1/13 - Verplanck, HRM 40.5: It was an inauspicious start to our public bald eagle program. Fifty-three of us stood around at George's Island - fifty people with expectant looks; three naturalists with anxious looks. There was not an eagle in sight. We all caravanned a mile north to Verplanck and that made all the difference. A hundred common mergansers took flight from inside Green's Cove, launching into their bullet-like profile as they sped away out to the river. All this because an immature bald eagle was looping around the cove. Within minutes we had eagle flybys, several heading upriver to a join a "kettle" of eagles circling over Indian Point.

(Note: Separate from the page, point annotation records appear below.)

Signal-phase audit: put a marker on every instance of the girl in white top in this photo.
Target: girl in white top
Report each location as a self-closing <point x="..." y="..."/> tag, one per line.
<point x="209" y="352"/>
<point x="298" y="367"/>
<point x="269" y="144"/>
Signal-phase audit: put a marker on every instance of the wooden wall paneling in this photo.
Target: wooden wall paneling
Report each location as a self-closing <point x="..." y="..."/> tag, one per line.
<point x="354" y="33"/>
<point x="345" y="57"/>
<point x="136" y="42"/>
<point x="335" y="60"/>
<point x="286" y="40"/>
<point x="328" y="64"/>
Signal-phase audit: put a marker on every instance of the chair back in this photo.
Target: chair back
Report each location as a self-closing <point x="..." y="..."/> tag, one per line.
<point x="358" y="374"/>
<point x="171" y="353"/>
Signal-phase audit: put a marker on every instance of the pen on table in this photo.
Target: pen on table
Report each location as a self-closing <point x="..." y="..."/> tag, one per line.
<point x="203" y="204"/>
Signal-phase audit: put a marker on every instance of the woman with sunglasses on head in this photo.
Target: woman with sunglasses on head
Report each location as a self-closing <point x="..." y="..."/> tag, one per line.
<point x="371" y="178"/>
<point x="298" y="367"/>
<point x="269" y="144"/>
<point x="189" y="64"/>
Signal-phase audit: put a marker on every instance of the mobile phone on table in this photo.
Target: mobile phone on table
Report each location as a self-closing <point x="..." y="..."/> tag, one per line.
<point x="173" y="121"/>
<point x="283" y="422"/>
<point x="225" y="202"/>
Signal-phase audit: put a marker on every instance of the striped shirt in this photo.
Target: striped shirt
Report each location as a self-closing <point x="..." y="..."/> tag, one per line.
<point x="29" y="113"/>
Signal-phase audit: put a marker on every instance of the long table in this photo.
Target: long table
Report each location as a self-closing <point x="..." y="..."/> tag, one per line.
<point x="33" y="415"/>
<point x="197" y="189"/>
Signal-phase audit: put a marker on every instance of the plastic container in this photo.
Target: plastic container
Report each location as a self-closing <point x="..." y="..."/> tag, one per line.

We counted 8-10 and likely missed that many more. Feeding time. Across the river in the shadow of the Stony Point Light, we counted another 8-10 eagles as they soared, interacted, and faded in and out behind the treeline. What began as bird-less event had blossomed into a memorable time for all.

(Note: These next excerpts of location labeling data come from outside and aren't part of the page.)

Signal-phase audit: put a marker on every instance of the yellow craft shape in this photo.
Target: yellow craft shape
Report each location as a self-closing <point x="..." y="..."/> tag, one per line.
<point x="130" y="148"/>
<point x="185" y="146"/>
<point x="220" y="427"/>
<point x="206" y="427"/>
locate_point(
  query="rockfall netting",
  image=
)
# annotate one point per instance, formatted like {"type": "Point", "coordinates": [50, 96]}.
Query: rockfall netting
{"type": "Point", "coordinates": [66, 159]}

- Tom Lake, Christopher Letts, Andra Sramek

1/14 - Newcomb, HRM 302: The snow storm left us with just over 4" of fluff, bringing us back up to 15" on the ground. Everything is white once more. A cloud of common redpolls, 20-30 of them, descended upon my window feeder, all vying for the two feeding ports. Apparently they were oblivious to the multiple bird feeders just around the corner, or maybe the three red squirrels were too intimidating. As quickly as they appeared, though, they vanished - one moment it was a swarm, the next, not a bird to be seen anywhere. I wondered if a sharp-shinned or Cooper's hawk flew by.
- Ellen Rathbone

1/14 - Sandy Hook, NJ: Gulls here sometimes "tend" diving birds. They hang around while the divers - ducks or cormorants - bring up an edible. Then they freeload. Today a black-backed gull and a double-crested cormorant got in a tug of war over a fairly large fish that the cormorant worked for, but the gull wanted. There was much flapping and yanking with no obvious winner
- Dery Bennett

1/14 - Navesink River, NJ: The Oceanic Bridge is a low slung span across the Navesink between Middletown and Rumson and a favorite roosting place for winter starlings. It's best to start watching about half an hour before dark. They gather on the bridge railings and then drop down under the bridge to settle on the girders. Here they whistle, squeak, and squawk, as if to exchange news and reassure each other that they are safe from the peregrine falcon that often perches on a light standard above them.